These results collectively suggest that sustained activation of Wnt (show WNT2 ELISA Kits)/beta-catenin signaling in endothelial cells might be a cause of heart failure through suppressing neuregulin-ErbB (show EGFR ELISA Kits) signaling.
Our findings indicate that H2O2 inhibits NaV1.5 (show SCN5A ELISA Kits) expression by activating the Wnt/b-catenin signaling and beta-catenin interacts with TCF4 (show TCF4 ELISA Kits) to transcriptionally suppress cardiac NaV1.5 (show SCN5A ELISA Kits) expression.

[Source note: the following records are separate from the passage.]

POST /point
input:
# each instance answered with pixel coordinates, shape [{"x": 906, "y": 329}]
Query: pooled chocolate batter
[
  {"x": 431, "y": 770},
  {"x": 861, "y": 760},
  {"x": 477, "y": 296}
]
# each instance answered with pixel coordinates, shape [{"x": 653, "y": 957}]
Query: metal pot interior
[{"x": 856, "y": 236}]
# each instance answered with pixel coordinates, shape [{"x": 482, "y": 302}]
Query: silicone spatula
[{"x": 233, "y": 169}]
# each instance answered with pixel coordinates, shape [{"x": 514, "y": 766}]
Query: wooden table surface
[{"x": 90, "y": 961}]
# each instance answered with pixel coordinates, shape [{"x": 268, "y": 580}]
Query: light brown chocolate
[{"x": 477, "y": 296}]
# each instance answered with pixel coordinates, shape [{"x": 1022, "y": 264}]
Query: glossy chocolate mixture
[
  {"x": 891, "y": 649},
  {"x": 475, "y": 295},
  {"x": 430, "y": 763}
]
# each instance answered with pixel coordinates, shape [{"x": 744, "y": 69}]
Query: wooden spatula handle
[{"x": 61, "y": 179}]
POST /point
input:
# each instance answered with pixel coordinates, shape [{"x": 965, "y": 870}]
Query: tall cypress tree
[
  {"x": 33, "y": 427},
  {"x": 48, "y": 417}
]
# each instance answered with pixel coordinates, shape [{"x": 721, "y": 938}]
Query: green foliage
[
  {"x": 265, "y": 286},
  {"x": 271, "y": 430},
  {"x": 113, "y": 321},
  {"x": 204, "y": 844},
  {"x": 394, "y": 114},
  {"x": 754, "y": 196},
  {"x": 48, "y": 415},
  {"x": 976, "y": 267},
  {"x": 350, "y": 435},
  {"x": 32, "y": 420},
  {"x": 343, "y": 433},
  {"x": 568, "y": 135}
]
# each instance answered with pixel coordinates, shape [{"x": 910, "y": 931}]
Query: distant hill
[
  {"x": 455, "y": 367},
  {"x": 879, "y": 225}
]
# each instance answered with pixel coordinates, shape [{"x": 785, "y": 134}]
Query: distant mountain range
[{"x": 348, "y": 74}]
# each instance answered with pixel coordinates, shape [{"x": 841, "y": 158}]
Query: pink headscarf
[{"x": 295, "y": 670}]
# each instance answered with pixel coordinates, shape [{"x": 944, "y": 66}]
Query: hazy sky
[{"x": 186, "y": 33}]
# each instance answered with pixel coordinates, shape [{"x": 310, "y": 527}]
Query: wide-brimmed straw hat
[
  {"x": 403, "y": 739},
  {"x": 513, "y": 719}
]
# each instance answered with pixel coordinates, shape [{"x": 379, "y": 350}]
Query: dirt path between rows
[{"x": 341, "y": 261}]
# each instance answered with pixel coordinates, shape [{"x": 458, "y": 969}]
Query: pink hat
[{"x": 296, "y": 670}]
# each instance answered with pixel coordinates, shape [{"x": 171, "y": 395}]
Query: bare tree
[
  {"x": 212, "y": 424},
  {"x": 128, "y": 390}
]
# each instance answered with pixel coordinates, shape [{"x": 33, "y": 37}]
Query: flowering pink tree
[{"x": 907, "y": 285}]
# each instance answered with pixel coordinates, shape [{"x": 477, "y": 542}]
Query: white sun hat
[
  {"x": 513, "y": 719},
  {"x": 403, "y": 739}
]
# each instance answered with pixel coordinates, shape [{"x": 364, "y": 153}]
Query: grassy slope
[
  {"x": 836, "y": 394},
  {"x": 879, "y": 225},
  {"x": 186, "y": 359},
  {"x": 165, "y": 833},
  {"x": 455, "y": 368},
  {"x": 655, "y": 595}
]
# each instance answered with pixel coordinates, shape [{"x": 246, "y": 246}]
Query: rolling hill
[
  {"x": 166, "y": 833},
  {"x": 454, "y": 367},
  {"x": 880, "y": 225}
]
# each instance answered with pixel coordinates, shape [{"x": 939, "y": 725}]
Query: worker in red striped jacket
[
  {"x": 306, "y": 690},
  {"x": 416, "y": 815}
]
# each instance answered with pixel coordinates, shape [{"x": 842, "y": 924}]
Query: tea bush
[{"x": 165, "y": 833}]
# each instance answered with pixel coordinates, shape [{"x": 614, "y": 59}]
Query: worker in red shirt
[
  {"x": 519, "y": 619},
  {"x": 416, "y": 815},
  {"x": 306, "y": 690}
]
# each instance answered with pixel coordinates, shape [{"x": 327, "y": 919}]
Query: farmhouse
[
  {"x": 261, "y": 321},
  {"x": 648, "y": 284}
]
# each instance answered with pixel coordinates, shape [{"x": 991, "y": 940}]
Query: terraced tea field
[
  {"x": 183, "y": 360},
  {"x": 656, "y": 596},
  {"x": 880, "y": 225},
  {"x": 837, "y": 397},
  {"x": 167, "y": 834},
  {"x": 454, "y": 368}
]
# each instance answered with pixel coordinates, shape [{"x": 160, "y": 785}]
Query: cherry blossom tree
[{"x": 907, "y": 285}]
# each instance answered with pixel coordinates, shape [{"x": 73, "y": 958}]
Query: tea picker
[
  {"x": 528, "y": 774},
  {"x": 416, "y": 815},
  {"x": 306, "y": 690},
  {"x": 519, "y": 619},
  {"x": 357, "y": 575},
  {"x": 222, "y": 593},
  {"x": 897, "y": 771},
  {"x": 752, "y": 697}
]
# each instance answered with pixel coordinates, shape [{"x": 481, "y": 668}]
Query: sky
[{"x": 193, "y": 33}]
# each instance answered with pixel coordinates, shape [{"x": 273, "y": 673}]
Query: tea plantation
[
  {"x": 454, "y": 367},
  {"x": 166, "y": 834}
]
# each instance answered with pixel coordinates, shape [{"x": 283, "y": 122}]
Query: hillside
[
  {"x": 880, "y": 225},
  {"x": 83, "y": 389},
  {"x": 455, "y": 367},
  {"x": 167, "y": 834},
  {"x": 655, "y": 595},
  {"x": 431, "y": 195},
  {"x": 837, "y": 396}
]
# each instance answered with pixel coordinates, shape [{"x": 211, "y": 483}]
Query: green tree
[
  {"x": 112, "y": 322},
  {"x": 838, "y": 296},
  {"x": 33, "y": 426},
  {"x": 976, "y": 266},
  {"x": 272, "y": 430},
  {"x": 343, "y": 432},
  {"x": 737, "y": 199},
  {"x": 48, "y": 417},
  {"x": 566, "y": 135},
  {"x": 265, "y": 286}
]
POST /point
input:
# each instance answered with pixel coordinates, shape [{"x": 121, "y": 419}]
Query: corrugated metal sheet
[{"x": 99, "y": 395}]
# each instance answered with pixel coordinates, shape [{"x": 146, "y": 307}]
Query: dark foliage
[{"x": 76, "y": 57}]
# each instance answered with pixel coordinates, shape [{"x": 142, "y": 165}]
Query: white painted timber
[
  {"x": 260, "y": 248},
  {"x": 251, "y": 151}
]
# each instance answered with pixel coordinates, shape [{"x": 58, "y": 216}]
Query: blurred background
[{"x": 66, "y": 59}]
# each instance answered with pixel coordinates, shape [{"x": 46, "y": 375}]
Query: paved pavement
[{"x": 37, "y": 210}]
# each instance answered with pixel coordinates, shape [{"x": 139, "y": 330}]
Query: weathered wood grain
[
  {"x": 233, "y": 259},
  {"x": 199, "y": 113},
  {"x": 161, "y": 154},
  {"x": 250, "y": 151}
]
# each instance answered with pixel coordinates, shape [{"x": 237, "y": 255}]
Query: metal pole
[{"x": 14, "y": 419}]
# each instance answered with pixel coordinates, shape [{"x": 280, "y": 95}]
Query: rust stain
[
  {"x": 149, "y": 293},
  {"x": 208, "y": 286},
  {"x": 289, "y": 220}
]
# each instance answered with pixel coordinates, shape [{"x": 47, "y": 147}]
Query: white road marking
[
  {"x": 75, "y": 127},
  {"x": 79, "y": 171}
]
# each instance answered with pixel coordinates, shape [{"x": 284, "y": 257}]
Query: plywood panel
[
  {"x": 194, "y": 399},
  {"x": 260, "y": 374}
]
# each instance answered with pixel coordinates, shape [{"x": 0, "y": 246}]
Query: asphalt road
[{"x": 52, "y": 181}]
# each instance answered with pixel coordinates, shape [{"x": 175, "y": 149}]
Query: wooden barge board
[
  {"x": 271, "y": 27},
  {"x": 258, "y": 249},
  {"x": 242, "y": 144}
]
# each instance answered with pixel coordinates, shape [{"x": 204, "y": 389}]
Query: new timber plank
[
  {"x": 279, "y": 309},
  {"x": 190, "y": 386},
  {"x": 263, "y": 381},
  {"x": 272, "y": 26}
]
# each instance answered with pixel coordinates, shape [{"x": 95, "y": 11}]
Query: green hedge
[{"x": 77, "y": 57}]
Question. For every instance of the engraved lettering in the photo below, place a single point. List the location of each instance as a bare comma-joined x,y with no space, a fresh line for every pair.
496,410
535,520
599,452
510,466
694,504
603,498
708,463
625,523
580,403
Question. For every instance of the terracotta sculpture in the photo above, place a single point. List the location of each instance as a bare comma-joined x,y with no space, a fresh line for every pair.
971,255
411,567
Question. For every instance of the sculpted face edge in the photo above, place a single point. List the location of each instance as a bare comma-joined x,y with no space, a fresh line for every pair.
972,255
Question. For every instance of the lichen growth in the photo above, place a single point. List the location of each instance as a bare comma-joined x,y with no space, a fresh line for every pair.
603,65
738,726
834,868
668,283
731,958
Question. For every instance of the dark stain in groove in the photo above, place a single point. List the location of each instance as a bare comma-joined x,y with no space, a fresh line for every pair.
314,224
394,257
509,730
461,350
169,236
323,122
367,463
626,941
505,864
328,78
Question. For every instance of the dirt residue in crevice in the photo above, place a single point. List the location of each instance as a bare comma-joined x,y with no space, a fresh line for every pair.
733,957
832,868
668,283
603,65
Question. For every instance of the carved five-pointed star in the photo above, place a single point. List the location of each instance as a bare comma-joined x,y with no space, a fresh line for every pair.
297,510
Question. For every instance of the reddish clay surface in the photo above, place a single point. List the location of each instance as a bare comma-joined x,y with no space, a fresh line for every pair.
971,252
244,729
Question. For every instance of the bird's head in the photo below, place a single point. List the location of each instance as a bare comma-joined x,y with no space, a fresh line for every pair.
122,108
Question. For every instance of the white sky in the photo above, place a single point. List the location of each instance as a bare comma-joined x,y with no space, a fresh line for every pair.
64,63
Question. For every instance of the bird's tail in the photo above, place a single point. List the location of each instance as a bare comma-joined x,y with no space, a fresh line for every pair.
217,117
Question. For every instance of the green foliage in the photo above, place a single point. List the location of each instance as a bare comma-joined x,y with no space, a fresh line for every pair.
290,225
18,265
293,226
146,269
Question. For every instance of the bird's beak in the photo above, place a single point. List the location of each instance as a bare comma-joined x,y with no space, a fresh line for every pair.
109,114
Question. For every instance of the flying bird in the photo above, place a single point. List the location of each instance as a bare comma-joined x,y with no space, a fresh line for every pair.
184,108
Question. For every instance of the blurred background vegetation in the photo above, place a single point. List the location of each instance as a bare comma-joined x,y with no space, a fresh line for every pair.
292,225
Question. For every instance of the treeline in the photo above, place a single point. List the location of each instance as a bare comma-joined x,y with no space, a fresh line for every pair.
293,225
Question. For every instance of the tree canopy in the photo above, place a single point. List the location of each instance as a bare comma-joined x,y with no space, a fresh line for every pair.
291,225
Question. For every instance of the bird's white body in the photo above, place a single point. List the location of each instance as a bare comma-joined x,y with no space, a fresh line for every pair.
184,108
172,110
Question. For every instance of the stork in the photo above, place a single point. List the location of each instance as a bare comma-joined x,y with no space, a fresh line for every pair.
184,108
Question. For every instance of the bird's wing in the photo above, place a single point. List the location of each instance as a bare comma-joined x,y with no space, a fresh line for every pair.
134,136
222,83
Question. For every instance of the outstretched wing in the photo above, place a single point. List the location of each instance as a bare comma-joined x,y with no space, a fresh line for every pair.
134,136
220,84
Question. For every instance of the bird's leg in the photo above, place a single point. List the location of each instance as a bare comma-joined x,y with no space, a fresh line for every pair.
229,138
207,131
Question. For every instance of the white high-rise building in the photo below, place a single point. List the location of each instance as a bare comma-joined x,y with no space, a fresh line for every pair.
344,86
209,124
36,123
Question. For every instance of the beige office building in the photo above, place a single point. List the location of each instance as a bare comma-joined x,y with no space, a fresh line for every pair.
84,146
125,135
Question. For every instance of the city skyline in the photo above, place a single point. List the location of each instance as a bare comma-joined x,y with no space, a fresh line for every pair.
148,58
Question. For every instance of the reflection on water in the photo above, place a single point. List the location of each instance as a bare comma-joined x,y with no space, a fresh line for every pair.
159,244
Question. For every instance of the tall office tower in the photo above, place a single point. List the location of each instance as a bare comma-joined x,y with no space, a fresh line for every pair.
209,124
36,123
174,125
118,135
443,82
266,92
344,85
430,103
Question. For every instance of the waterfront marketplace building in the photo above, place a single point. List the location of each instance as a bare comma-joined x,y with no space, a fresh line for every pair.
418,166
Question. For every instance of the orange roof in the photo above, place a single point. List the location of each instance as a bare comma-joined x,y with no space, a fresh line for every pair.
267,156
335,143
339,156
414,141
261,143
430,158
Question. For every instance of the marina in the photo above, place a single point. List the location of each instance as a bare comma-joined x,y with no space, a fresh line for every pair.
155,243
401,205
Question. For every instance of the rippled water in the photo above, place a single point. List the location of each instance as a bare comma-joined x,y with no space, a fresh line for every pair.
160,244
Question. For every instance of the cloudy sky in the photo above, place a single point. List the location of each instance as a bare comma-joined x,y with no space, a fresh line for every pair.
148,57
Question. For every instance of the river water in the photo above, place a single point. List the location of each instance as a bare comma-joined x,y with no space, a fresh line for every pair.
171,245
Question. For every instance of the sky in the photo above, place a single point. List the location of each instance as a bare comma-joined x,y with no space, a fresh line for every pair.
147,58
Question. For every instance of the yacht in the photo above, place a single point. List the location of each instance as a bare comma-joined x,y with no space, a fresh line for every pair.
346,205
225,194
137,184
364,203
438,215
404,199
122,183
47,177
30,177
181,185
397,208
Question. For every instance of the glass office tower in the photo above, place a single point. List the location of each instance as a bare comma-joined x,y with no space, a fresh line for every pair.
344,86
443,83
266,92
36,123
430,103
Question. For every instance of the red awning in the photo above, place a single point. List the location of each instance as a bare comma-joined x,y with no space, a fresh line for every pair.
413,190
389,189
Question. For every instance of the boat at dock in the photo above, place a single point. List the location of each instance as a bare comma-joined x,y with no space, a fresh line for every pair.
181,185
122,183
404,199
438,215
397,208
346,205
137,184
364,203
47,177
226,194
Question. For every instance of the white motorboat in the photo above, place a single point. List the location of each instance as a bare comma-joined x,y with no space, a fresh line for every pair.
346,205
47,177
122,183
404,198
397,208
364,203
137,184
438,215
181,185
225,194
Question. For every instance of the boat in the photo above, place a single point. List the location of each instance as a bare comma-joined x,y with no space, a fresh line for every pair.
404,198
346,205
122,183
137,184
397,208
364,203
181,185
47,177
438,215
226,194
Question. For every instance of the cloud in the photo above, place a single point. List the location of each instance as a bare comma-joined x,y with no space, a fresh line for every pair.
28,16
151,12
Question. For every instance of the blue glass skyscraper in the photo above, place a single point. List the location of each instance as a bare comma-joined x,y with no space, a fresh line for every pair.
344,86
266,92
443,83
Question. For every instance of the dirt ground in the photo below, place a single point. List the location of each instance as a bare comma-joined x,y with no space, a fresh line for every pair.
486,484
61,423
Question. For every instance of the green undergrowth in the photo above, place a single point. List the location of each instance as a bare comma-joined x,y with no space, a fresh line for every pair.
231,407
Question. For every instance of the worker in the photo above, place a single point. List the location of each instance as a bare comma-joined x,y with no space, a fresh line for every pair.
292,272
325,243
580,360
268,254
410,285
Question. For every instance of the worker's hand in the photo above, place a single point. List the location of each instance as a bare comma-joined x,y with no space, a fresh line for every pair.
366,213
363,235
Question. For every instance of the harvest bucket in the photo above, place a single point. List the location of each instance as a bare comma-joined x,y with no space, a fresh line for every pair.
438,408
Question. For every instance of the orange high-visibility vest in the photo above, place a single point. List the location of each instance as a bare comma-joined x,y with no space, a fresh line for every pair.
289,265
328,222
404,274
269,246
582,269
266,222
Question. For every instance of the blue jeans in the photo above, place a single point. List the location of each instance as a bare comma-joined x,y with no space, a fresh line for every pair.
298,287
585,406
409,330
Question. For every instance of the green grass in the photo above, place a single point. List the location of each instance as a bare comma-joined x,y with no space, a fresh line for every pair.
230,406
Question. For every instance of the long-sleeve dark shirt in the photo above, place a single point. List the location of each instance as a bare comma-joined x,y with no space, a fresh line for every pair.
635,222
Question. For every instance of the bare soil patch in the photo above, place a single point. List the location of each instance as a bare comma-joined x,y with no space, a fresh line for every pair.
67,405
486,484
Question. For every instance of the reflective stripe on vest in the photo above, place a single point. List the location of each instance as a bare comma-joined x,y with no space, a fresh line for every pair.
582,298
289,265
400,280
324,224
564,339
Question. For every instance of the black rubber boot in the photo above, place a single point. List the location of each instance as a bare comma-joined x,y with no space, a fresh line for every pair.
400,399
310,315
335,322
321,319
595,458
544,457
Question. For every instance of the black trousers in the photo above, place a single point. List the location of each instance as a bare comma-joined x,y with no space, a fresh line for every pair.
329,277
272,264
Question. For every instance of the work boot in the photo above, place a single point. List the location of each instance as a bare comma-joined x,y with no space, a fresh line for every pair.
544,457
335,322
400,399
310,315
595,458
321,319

TGF-beta (show TGFB1 ELISA Kits) and beta-catenin crosstalk in proximal tubules may have a role in tubular injury in two models of chronic kidney disease
Results indicate that ablation of epithelial Wnt (show WNT2 ELISA Kits)/beta-catenin signaling affected epididymal epithelial cell proliferation but did not inhibit cell differentiation.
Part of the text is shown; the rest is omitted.